Wednesday 13 June 2012

O bitchery!

Scathing reviews of new novels by Martin Amis and Frances (wife of George) Osborne in the Sundays. The latter review written in the Observer by Julie Burchill, who had clearly dipped her pen in vitriol before well and truly stabbing Ms Osborne's literary offering in the back.

Burchill lacks the finesse of the American humourist Dorothy Parker, who wrote reviews for the New Yorker under the pseudonym 'Constant Reader' and could slay in a sentence (her review of Winnie the Pooh is well worth seeking out, if you can find it. She also wrote the killer : This is not a novel to be tossed aside lightly. It should be thrown with great force. Ouch!) Burchill is clearly driven by huge political antipathy to the writer's husband, but hey, it was interesting reading and a bit of schadenfreude every now and then is as good as a feast.

I am currently negotiating with OUP for the publication rights of Jigsaw to be returned to me, as they have taken the book out of print, show no interest in doing anything with it, and I would like to re-issue it as an ebook. Surprise and bafflement on their part. Why would anybody want to do this? Er ... it's called making a living. Something we writers struggle to do.

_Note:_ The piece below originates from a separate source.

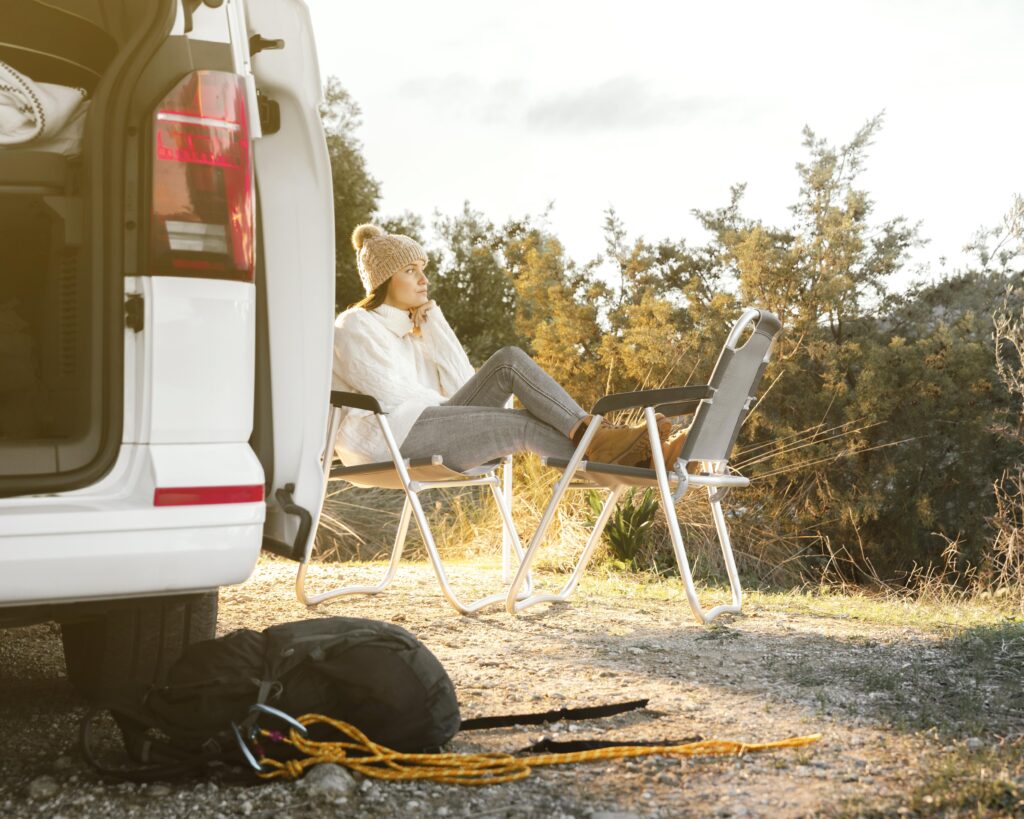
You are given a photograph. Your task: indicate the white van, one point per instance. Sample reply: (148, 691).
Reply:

In anticipation of the rights reverting to me at some point, I have been going through Jigsaw, tweaking the writing in preparation for a re-format (can't use their typeface; can't use their cover; can't use their layout; can't use their blurb; must mention them on the reverse of the title page,) and I am finding examples of lax editing! Which is interesting, as one of the big caveats levelled at ebook and Indie authors by many mainstream publishers is that they probably can't edit professionally. Well, here's news for you, people. Neither can some mainstream publishers. It's reassuring, but in a slightly worrying kind of way.

Apropos, is anybody else enthralled by the Leveson enquiry? Not the revealed shenanigans of media moguls and their over-ego'd bit-part employees, amazing though they are, but the wonderful way Leveson himself uses words: Bailiwick, recondite, nugatory, condign ... just some of his recent offerings. Holy vocabulary - there's a man who could do an awful lot of damage if he ever turned his hand to reviewing!


1 comment:

  1. I loved Jigsaw so hope you succeed in retrieving the rights! Don't follow Leveson or anything much at the moment, but he sounds wonderfully Dickensian.